Ela virou para mim, me abraçou, me deu um beijo e dormiu profundo…

Então eu vou aproveitar esse post, que fala exatamente sobre amor de mãe, sobre coração, sobre amor mesmo, para te chamar a cantar com a gente essa mesma canção especial.
A Kalu Brum, do Mamíferas, que agora integra o Vila Mamífera, pensou em fazer algo todo mundo junto para o dia das mães, me perguntou o que eu achava, eu disse que achava que tinha que ser uma coisa musical, mas não acertávamos na música. E foi depois dessa noite que eu descrevi ali em cima que sugeri a música ORAÇÃO, da Banda Mais Bonita da Cidade. E ela topou na hora. 

Então queremos te convidar pra fazer isso com a gente. 

Nós estamos reunindo mulheres, crianças, companheiros, avós, amigos, todo mundo, para celebrar o dia das mães com música, amor e sem apelo comercial. Será um presente coletivo a todas as mães por seu dia. 
Para participar é bastante simples: basta cantar (você, seus filhos, seu companheiro, seus amigos, seus familiares, quem você quiser) a música ORAÇÃO, da Banda Mais Bonita da Cidade (que você pode assistir ali embaixo) e filmar caseirinho.

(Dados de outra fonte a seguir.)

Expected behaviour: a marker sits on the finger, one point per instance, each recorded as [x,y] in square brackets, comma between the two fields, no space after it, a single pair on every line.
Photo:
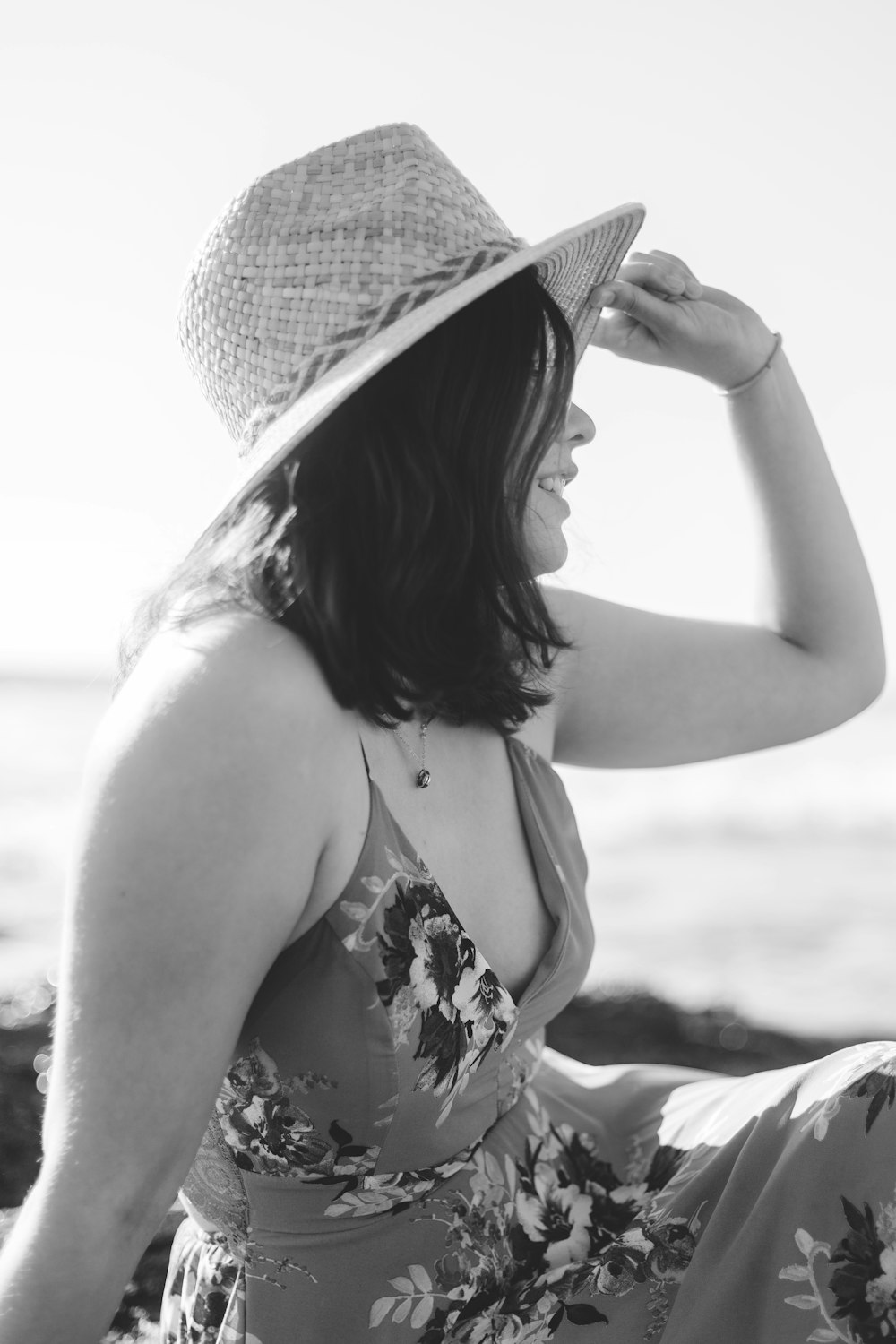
[633,301]
[662,279]
[667,263]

Filme com a web cam, ou com o celular ou máquina fotográfica. 
E depois nos mande! Veja na imagem todo mundo que está participando dessa ação e para onde você deve enviar seu vídeo. Nós vamos juntar os melhores trechos de todos os vídeos em um único e vamos dar de presente a todas as mães. 
É uma ação para celebrar o amor. Para cantar quanto amor cabe em um coração.
No meu coração, no momento, cabe um amor infinito por uma menina que acaba de conquistar seu próprio espaço. 
Cabem nuvens, e bichinhos, e livrinhos e muita bagunça.
Cabe uma penteadeira, cabe nós duas, cabem três vidas inteiras.